Being Proactive About Safety
They say prevention is the best medicine, therefore continually monitoring the workplace for safety risks, as well as defining protocols in the event of an emergency, is critical. But according to Courtney Bohman, product marketing specialist for Brady, a leader in spill containment kits – these protocols are only as good as their ability to be communicated effectively to the team as a whole. “Even the most safety conscious facility can be weakened by an emergency event,” says Bohman. “If workers are not aware of and trained on emergency protocols, a facility’s safety program cannot be considered complete. In this way, safety, security, and emergency preparedness truly go hand in hand.”
And besides worker protection, Bohman stresses that there is a financial incentive to maintain a safe environment for workers. “A single breach of compliance with OSHA standards can result in significant fines for the facility. The most frequent citation plaguing manufacturing facilities is worker fall protection, followed closely by proper hazard communication.”
Since access to the appropriate products can help reduce a facility’s likelihood of non-compliance, Bohman recommends absorbents as “an excellent way to clean up spills and reduce the likelihood of slips, trips, and falls. These products are also a great way to control leaks, allowing machinery to run continuously, which reduces lost revenue due to downtime,” Bohman adds. Modern improvements on old solutions include Brady’s High Visibility Safety Mat, something global product manager Carlo Emanuele describes as both a hazard alert sign and an absorbent. “By incorporating warnings and messages right at the point of a leak, drip, or spill, workers can easily identify the risk and use caution.

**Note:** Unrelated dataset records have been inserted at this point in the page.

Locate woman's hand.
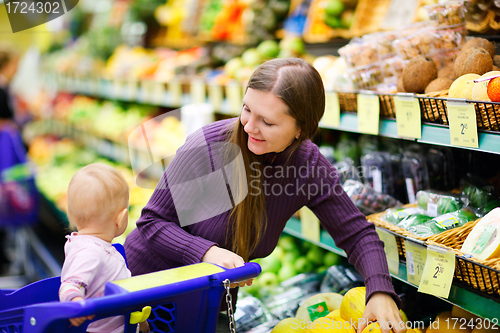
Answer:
[357,292,406,333]
[69,297,95,327]
[201,245,253,288]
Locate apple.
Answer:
[293,257,313,273]
[278,263,297,282]
[258,272,279,287]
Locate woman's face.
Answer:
[240,88,300,155]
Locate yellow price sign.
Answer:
[208,84,224,111]
[321,92,340,128]
[300,207,320,242]
[446,100,479,148]
[405,240,427,286]
[377,227,399,275]
[226,83,243,114]
[358,93,380,135]
[191,80,207,104]
[418,245,455,298]
[394,96,422,139]
[168,80,182,106]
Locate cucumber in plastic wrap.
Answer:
[417,190,462,217]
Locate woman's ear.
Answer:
[115,207,128,229]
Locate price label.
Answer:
[191,80,207,104]
[377,227,399,275]
[394,96,422,139]
[418,245,455,298]
[300,207,320,242]
[208,84,223,111]
[358,94,380,135]
[150,82,165,105]
[226,83,242,114]
[168,80,182,106]
[405,240,427,286]
[446,100,479,148]
[321,92,340,128]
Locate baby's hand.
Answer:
[139,321,150,333]
[69,297,95,326]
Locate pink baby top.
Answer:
[59,232,131,333]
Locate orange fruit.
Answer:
[487,77,500,102]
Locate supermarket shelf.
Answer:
[323,113,500,154]
[284,218,500,320]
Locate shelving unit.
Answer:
[38,76,500,320]
[284,218,500,320]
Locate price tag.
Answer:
[226,83,243,114]
[446,100,479,148]
[321,92,340,128]
[394,96,422,139]
[191,80,207,104]
[358,94,380,135]
[377,227,399,275]
[300,207,320,242]
[405,240,427,286]
[208,84,223,111]
[168,80,182,106]
[418,245,455,298]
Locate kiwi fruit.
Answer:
[455,46,493,77]
[403,55,437,93]
[438,63,456,80]
[425,77,453,94]
[462,37,496,59]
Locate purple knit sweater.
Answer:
[125,118,401,305]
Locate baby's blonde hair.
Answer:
[68,163,129,229]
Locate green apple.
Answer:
[241,48,264,67]
[293,257,314,273]
[306,245,325,265]
[325,0,345,17]
[257,39,280,59]
[259,272,279,287]
[278,235,297,252]
[278,263,297,282]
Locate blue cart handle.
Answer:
[211,262,262,286]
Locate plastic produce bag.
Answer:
[417,190,462,217]
[343,180,402,215]
[381,207,424,225]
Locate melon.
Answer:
[460,208,500,260]
[271,318,307,333]
[340,287,366,324]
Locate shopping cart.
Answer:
[0,263,261,333]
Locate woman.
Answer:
[125,58,405,333]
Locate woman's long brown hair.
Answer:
[228,58,325,261]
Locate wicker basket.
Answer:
[427,219,500,298]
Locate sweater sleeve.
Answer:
[137,131,227,265]
[306,145,401,307]
[59,249,102,302]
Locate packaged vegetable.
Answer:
[417,190,462,217]
[381,207,424,225]
[401,147,429,203]
[400,208,477,237]
[397,213,432,230]
[460,208,500,260]
[343,180,402,215]
[460,174,497,210]
[361,151,394,194]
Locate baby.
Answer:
[59,163,149,333]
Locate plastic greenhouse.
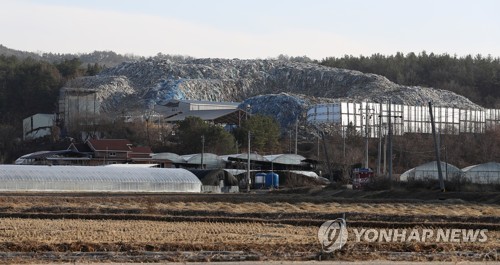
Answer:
[399,161,463,181]
[462,162,500,184]
[0,165,201,192]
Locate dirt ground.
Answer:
[0,188,500,263]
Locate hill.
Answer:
[61,58,481,125]
[0,44,142,67]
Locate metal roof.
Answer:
[264,154,306,165]
[165,109,245,124]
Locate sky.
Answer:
[0,0,500,60]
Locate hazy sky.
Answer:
[0,0,500,59]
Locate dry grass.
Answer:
[0,218,317,245]
[0,194,500,261]
[0,197,500,217]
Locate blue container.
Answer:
[254,173,266,189]
[266,173,280,189]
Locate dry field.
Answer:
[0,190,500,263]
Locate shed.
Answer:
[264,154,306,165]
[181,153,225,169]
[0,165,201,192]
[399,161,463,181]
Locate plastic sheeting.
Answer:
[0,165,201,192]
[462,162,500,184]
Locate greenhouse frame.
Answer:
[307,102,500,138]
[0,165,202,192]
[462,162,500,184]
[399,161,463,181]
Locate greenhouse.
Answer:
[264,154,306,165]
[0,165,201,192]
[181,153,225,169]
[399,161,463,181]
[462,162,500,184]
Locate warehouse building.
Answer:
[0,165,201,192]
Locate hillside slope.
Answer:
[61,58,481,125]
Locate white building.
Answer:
[307,102,500,138]
[154,99,239,118]
[23,113,56,140]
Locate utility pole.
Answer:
[200,135,205,169]
[429,102,445,192]
[365,102,370,168]
[245,104,251,192]
[380,100,403,186]
[377,103,382,176]
[295,118,299,154]
[247,130,251,192]
[387,100,392,182]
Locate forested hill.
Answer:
[0,44,144,67]
[321,52,500,108]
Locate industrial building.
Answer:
[23,113,56,140]
[0,165,201,192]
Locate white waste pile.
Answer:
[61,58,481,125]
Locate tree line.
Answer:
[320,51,500,108]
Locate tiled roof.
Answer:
[132,146,153,154]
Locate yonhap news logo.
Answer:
[318,218,348,253]
[318,218,488,250]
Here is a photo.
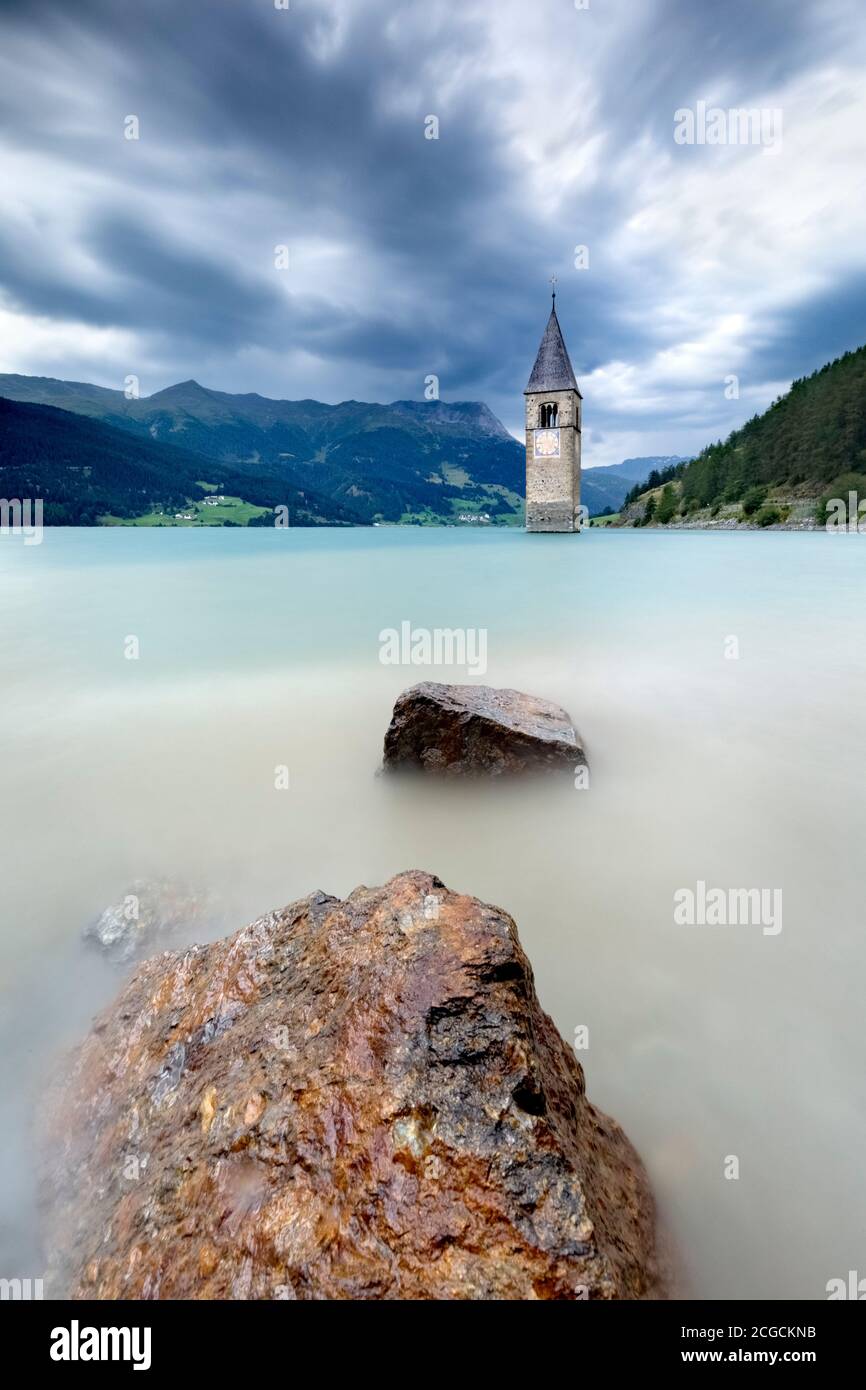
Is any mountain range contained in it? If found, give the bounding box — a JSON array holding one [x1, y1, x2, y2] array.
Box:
[[620, 346, 866, 528], [0, 374, 671, 525]]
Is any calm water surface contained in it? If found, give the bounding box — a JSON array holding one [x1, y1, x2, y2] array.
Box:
[[0, 530, 866, 1298]]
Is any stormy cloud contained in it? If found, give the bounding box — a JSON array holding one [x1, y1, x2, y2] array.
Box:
[[0, 0, 866, 464]]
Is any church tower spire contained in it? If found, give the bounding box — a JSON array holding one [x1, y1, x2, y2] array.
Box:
[[524, 287, 582, 531]]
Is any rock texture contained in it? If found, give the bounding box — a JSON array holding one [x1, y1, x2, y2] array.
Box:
[[82, 878, 218, 965], [384, 681, 587, 776], [43, 872, 659, 1300]]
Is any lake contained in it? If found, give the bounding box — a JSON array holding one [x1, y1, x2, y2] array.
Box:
[[0, 528, 866, 1298]]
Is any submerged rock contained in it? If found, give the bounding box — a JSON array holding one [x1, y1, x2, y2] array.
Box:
[[43, 872, 659, 1300], [82, 878, 217, 965], [384, 681, 587, 776]]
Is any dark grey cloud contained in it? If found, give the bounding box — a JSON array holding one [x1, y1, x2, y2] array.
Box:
[[0, 0, 862, 461]]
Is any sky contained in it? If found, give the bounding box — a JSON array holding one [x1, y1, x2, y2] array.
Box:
[[0, 0, 866, 466]]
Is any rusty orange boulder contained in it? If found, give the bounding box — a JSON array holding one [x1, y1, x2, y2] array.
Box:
[[382, 681, 587, 777], [43, 872, 659, 1300]]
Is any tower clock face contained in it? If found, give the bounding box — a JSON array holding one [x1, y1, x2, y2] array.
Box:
[[532, 430, 559, 459]]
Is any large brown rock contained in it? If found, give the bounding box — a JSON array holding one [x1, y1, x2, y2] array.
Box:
[[44, 872, 657, 1298], [384, 681, 587, 774]]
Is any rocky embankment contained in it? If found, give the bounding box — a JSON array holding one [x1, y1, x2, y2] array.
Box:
[[384, 681, 587, 776], [43, 872, 660, 1300]]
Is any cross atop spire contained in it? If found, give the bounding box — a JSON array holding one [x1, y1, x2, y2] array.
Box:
[[524, 294, 580, 396]]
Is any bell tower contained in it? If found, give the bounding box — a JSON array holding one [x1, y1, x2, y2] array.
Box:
[[524, 277, 582, 531]]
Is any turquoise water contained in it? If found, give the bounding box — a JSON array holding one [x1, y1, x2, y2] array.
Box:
[[0, 530, 866, 1298]]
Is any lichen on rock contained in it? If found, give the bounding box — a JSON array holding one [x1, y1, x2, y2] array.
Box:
[[43, 872, 659, 1300]]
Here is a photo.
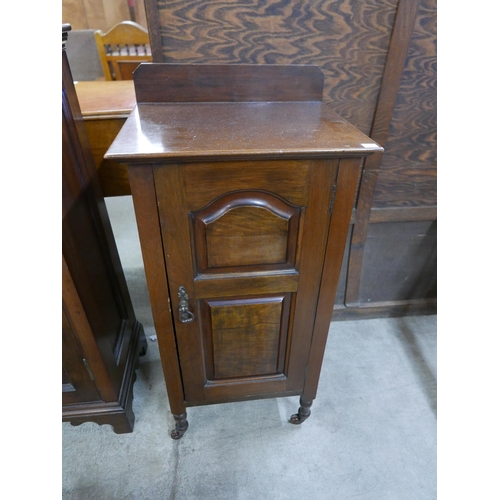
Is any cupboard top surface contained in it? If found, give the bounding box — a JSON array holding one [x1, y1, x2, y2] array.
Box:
[[105, 101, 383, 163]]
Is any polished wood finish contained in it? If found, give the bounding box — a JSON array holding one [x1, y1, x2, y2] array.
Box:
[[106, 64, 381, 439], [62, 26, 146, 433], [134, 63, 324, 103], [75, 80, 136, 197], [145, 0, 437, 318], [95, 21, 152, 80], [345, 0, 419, 306]]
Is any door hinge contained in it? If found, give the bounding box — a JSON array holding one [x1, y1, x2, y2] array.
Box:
[[83, 358, 94, 381], [330, 184, 337, 214]]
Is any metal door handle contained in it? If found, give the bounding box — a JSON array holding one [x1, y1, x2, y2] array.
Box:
[[178, 286, 194, 323]]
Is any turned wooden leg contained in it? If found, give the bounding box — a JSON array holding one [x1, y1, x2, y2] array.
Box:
[[170, 413, 189, 439], [290, 398, 312, 425]]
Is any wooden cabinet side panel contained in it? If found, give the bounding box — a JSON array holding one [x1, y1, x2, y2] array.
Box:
[[287, 160, 338, 390], [303, 159, 361, 401], [129, 165, 186, 415]]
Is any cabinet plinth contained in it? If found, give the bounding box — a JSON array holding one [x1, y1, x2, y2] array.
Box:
[[106, 64, 382, 439]]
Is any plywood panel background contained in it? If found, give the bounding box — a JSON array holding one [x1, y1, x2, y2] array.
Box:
[[373, 0, 437, 208]]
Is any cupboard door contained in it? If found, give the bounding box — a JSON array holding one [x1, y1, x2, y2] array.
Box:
[[62, 309, 101, 405], [155, 160, 338, 404]]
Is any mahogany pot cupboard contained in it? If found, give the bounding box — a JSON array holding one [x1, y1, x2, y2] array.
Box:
[[105, 63, 382, 439], [62, 25, 146, 433]]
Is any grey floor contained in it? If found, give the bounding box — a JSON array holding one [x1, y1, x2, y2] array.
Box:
[[62, 197, 436, 500]]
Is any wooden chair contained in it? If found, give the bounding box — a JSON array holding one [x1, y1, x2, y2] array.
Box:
[[95, 21, 153, 80]]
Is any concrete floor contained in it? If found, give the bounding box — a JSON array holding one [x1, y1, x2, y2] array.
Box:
[[62, 197, 436, 500]]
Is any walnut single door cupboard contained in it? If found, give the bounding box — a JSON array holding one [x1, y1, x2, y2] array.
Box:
[[106, 63, 382, 438]]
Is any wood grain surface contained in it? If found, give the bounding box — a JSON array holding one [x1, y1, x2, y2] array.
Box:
[[152, 0, 397, 133], [373, 0, 437, 208]]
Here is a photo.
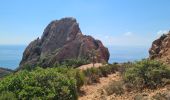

This approach helps to significantly reduce the threat of slips, trips, and falls in the workplace, leading to improved OSHA compliance and employee safety,” Emanuele says.
Bohman adds that spill kits should be “a mainstay in all manufacturing facilities,” and recommends they be positioned throughout the facility in the applicable sizes and applications.
How Data Can Help
For Paul Lachance, president and CTO of Smartware Group, maker of Bigfoot CMMS, emergency preparedness is really all about being ready at a moment’s notice. “Emergency preparedness has several levels. It can range from true emergencies – such as backup lighting to aid staff in safely exiting the building during a fire or running your operations during a power outage,” he explains. “Either way, the assets need to be ready.”
It’s critical for manufacturers to be able to count on equipment that may not be used often, such as generators. “If certain equipment is typically only used during emergencies, these asset may idle longer than normal and should be scheduled for periodic PMs,” says Lachance. Part of this is being able to track these in an auditable way, in order to ensure compliance. Lachance suggests using a CMMS to help keep a stable inventory of these assets, their locations, status, repair information, and spare parts. Information should include what has been done to the piece of equipment, when it was done, who did it, and when the last inspection took place. Additionally, “quick retrieval of this information saves valuable time in the event of a disaster.”
For long term safety planning, says Lachance, CMMS provides the tools for you to implement a safety program and to schedule and perform safety-related tasks, including job safety analysis, fire drills, and evacuations. The safety program should link all safety tasks to PMs, work orders, assets, and equipment for future reference.